We shape instruments of war (such as swords, guns, cannons) and instruments of progress (such as machines, farming tools and technology) to be used by our hands. We create instruments of music to express ourselves creatively with our hands. We write motivating thoughts with the hand that holds the pen. We use hands to gesture peace or hostility, prayerful love or blatant disrespect. Hands may well be one of the most powerful parts of our bodies. With the actions of our hands, we have the opportunity to figuratively grab hold of our life’s initiatives or let go to God’s plans.


It is proper then that many Bible verses express and encourage the lifting of hands as a symbol of praise, rededication and supplication towards God. In Psalm 134:2 (ESV), we read: “Lift up your hands to the holy place and bless the Lord!” Also, in 1 Kings 8, King Solomon of Israel placed his magnificent Temple in Jerusalem, and his nation’s purposes, in God’s will, as seen in verse 54 (ESV): “Now as Solomon finished offering all this prayer and plea to the Lord, he arose from before the altar of the Lord, where he had knelt with hands outstretched toward heaven.”

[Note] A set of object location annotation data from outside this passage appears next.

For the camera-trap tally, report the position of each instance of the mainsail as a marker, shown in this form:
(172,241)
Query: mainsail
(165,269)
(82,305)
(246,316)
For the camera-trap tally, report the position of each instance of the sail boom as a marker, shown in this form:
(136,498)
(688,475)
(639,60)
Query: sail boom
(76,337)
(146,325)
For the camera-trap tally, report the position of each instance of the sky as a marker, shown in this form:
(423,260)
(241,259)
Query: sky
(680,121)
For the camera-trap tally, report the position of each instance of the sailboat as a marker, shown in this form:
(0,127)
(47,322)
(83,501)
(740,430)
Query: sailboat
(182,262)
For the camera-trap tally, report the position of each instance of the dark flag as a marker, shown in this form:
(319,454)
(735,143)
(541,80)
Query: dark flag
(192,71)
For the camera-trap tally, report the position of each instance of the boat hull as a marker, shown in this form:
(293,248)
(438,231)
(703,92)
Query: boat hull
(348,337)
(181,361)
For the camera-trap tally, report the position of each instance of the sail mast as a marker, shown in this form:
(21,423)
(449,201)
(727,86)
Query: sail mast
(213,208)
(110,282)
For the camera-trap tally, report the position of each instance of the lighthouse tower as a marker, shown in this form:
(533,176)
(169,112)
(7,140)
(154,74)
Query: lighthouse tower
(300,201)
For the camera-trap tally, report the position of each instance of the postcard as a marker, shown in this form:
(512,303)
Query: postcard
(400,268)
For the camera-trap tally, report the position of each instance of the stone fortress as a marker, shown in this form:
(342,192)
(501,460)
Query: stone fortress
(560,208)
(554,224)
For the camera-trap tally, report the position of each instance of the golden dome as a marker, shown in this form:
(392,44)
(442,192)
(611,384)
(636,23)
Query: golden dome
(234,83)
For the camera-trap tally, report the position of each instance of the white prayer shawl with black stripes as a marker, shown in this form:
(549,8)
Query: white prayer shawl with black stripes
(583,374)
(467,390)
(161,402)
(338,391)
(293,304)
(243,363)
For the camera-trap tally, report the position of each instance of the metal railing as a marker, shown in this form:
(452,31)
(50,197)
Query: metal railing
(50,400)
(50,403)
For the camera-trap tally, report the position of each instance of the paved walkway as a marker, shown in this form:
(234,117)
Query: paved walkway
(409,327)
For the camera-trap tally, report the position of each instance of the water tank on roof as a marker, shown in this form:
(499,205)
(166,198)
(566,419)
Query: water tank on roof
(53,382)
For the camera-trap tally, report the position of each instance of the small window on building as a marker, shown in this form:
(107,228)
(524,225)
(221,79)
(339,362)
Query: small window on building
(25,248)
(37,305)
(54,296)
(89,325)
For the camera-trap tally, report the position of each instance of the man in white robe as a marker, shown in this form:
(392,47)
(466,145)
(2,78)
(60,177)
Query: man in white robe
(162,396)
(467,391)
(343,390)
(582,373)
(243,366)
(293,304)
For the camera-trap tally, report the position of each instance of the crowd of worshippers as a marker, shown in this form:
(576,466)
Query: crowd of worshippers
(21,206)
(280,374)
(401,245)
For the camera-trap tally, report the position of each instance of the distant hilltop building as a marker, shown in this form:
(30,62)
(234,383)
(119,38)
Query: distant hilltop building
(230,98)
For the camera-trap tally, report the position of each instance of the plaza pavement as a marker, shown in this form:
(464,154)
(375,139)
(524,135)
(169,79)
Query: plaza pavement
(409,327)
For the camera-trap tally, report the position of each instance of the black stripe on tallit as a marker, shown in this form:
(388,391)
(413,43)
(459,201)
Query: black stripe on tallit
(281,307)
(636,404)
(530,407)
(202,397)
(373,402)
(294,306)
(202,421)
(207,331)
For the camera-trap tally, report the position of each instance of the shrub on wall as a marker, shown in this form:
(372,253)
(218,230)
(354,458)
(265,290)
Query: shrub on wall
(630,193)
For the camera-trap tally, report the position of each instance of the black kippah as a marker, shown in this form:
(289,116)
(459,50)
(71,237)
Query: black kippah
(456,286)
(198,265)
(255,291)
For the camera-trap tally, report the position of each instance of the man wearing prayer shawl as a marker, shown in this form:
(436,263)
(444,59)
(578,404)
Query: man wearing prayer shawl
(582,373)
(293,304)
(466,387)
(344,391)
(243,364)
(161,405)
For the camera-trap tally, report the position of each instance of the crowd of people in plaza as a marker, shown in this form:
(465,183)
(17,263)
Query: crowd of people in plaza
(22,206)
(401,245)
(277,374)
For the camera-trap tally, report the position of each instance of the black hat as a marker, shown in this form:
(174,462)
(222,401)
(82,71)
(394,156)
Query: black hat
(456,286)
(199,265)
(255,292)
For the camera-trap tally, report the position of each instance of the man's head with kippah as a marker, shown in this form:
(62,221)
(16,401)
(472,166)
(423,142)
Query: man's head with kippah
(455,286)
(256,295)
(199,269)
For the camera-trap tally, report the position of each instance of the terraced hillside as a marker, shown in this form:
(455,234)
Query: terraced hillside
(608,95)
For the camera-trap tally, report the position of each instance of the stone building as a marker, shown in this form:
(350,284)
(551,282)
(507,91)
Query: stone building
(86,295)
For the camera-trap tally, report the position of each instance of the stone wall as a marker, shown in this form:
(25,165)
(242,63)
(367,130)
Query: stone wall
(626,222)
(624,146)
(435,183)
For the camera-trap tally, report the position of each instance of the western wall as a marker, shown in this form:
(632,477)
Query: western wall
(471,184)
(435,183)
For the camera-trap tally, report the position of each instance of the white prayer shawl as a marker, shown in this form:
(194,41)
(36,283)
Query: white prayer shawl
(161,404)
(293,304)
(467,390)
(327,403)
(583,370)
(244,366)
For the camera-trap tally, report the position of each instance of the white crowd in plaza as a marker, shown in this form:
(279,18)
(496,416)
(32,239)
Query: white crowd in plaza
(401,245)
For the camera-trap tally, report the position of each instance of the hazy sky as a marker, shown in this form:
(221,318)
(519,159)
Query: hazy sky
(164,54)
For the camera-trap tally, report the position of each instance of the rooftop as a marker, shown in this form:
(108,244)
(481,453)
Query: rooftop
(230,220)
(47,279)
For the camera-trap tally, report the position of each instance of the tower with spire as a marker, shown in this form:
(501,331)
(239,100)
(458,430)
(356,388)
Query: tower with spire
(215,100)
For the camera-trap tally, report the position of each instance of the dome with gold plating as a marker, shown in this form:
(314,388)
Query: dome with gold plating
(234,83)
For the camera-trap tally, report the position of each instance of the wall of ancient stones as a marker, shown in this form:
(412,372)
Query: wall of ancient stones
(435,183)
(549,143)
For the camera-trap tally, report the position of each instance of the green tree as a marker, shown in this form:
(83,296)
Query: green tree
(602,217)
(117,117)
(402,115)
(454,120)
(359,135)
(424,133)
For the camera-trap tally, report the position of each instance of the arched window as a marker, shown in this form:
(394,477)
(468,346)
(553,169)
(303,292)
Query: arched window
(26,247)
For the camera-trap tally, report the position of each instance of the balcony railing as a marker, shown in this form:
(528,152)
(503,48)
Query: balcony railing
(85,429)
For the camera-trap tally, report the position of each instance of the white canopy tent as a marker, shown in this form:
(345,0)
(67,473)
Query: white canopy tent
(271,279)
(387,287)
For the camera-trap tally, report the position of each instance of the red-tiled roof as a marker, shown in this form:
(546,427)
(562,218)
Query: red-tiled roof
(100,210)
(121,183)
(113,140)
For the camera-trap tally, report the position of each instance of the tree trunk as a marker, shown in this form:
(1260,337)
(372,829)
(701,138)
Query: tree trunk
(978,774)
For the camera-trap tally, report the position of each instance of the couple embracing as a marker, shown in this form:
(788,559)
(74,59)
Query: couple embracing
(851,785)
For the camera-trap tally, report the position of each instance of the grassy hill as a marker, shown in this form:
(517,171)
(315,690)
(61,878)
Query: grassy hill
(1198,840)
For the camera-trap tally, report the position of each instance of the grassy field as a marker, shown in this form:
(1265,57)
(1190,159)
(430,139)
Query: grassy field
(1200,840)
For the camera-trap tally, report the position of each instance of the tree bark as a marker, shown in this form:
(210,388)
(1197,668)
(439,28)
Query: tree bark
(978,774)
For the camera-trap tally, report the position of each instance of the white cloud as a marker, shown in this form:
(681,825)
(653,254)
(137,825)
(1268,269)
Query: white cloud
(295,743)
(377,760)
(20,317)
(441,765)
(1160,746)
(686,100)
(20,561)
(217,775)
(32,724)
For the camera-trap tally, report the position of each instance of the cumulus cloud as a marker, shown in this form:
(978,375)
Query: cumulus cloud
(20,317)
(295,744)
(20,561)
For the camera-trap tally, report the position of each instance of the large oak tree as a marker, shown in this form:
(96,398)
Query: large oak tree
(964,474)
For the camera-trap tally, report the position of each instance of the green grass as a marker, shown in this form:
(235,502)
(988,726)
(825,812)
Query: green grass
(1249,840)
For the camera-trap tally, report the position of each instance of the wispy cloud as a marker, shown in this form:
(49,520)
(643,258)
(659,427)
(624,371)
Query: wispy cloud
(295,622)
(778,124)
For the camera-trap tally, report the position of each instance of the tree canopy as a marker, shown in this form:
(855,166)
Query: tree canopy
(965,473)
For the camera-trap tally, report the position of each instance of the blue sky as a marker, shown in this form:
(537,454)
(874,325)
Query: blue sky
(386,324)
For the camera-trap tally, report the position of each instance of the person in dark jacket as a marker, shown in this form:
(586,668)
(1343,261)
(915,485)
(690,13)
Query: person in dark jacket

In raising our hands towards God, we symbolically are saying, “Lord, You are in control. I surrender myself and my worship to You and I will not hold Your plans back with my heart or my hands.” In this respect, our role model is in Jesus: the ultimate example of surrendering to God.  


In His earthly ministry, Jesus used His hands to heal the sick, the injured and even the dead. Yet, when His hands were nailed to a cross, they were seemingly helpless to heal the corrupt course of history. However, in that posture of surrender to God’s salvation plan, the prophet Isaiah’s words were fulfilled, “But [Jesus] was pierced for our transgressions; he was crushed for our iniquities; upon him was the chastisement that brought us peace, and with his wounds we are healed” (Isaiah 53:5 ESV). God turned Jesus’ surrender into victory. His pierced, outstretched hands became an eternal reminder that death could not subdue the power of Jesus’ surrender and ultimate resurrection (Luke 24). What is our response to this invitation? Are we willing to raise our hands high and say, “I surrender, God. I hold nothing back from you.”